Gordon (hlg@pacbell.net)
Sat, 19 Jun 1999 10:42:11 -0700


- - - - - - - - - - - - - - - - - - - - - - - - - - -
West Wight Potter Website at URL
http://www.lesbois.com/wwpotter/
- - - - - - - - - - - - - - - - - - - - - - - - - - -
Beautiful post, Geoff. You should be selling real estate up there. Oh, you
are, aren't you? Do you have a cheap waterfront cabin listed, or is that an
oxymoron? It really sounds great, especially the summers (except for the
lightning). Snow is beautiful, but too cold for me. I enjoyed the snow as a
kid in Missouri, but I'm acclimated to coastal California now. As a skier
AND sailor, you seem to have found your paradise. You forgot to mention the
incredibly clear water in Tahoe.

>You have to understand tides, currents, salt water, big barges, ferries, cold
>foggy days and huge waves born of thousands of miles of fetch causing the sea
>to become alive beneath the Cities bridges.

Personally, I'm not that intrepid. I stay away from the Golden Gate area,
preferring the more sheltered parts of the Bay. I have yet to encounter
fog, and I go home if the water gets rough. The famous SF fog doesn't
extend very far south or north in the Bay. The swells rolling in through
the Gate are dissipated south of the Oakland Bay Bridge, and then if it's
windy the Bay just gets generally rough and confused. It can also be glassy
on a calm day. Though the Bay water is not as cold as Lake Tahoe, it's too
cold for comfort or long survival, so immersion is best avoided here also.

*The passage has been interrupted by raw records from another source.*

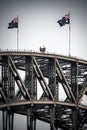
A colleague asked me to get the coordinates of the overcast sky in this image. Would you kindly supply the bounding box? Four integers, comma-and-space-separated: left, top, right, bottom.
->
0, 0, 87, 130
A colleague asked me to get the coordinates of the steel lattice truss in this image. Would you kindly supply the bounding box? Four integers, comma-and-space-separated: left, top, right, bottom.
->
0, 51, 87, 130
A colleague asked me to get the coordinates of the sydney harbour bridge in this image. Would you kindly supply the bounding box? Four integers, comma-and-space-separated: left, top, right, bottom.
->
0, 50, 87, 130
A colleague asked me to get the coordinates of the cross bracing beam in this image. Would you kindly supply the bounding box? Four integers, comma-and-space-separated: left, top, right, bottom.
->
0, 51, 87, 130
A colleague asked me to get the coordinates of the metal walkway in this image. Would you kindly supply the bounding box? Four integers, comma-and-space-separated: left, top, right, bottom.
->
0, 51, 87, 130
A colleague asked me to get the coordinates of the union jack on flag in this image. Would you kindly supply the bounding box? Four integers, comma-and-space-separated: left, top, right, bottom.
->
8, 17, 18, 29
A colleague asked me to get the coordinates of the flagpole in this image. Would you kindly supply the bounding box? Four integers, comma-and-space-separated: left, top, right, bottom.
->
69, 11, 71, 56
17, 17, 19, 51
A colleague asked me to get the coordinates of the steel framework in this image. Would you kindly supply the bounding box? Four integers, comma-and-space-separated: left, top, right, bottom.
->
0, 51, 87, 130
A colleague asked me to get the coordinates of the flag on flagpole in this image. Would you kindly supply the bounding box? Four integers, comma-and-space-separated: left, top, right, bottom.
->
8, 17, 18, 29
57, 13, 70, 27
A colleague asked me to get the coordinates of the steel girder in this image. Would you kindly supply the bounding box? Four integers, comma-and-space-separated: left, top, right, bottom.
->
0, 52, 87, 130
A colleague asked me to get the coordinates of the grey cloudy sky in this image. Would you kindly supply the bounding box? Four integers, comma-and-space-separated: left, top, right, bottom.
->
0, 0, 87, 130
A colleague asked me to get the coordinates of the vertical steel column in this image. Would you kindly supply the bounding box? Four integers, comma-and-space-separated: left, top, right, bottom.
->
71, 62, 79, 130
2, 56, 15, 100
49, 59, 58, 100
71, 62, 78, 102
9, 70, 15, 99
25, 56, 37, 99
2, 111, 14, 130
50, 106, 56, 130
2, 56, 9, 98
27, 107, 36, 130
2, 111, 7, 130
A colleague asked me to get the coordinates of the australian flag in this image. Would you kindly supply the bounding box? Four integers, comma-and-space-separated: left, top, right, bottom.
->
8, 17, 18, 29
57, 13, 70, 27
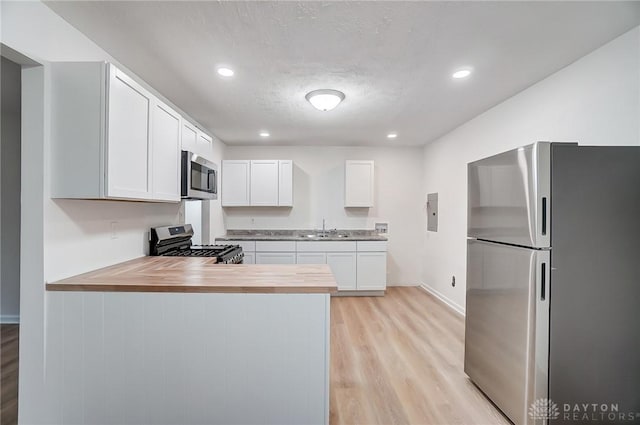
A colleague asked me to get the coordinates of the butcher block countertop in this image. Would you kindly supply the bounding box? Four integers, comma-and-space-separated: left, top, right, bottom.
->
47, 257, 338, 294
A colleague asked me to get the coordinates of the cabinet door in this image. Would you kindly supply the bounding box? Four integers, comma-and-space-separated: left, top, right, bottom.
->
250, 160, 278, 206
344, 161, 373, 207
327, 252, 357, 291
105, 66, 152, 199
296, 252, 327, 264
151, 101, 182, 202
182, 121, 198, 152
198, 131, 213, 149
222, 160, 251, 207
256, 252, 296, 264
278, 160, 293, 207
357, 252, 387, 291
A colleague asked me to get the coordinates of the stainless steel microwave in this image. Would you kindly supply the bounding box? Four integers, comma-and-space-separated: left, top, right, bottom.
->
181, 151, 218, 199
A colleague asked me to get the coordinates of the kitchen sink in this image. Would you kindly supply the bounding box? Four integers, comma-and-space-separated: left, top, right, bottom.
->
300, 233, 349, 239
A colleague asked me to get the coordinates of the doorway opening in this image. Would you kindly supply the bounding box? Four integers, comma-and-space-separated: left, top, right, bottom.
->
0, 49, 22, 424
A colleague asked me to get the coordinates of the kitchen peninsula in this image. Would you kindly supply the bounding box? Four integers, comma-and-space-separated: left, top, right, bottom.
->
47, 257, 336, 424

I found tides to be a nuisance, but am learning to live with them now. I
learned a lesson many years ago when I left my boat overnight at Redwood
City with the stern tied to a piling because there was no convenient cleat
on the floating dock. The level dropped 8 feet that night, leaving my bow
tied to the dock and my stern hanging from the piling 8 feet up until the
stern cleat pulled out. Duh!

The currents are more obvious since you sometimes find yourself sailing
through the water at 3 or 4 knots and making no forward progress at all, or
moving backwards.

> We only have to be aware of instant chop, lightning and sudden squalls. We
>get to play with swirly, squirrley winds that can literally seem to come from
>all directions at once. Oh, yeah. I almost forgot to mention. In the 45
>degree water away from the shore, you'd probably last 15 minutes unprotected
>in the water. The nearest Coastie is about an hour or more away most of the
>time. You'd be fresh frozen by the time they got there. It is much more
>comfortable to stay in your boat.
>
<snip>

>Used to it? I don't think so. Awed by it? Always. We still have a lot of
>snow on the peaks. The evergreens are greener than ever. The beaches are
>quite, secluded coves, the water, emerald green. Now, early in the morning
>when the surface of the lake looks as smooth as a finely ground mirror, it is
>not too unusual to see an Eagle take flight from her nest high in the pines.
>There's lots of endless days that I will never forget.
>
>Geoff
>P-15 Lollipop
>N. Lake Tahoe, NV

Hope to see you in Tahoe. Meanwhile, see if you can find me an inexpensive
waterfront house with a dock on a large beautiful lake where the
temperature stays within 60 to 90 deg F all year around, the wind is
usually 10 knots and never exceeds 20 knots, there are no thunderstorms,
and jetskis are prohibited. The shoreline should be varied, with rocks and
trees to look at but also many sheltered, secluded coves with sandy beaches.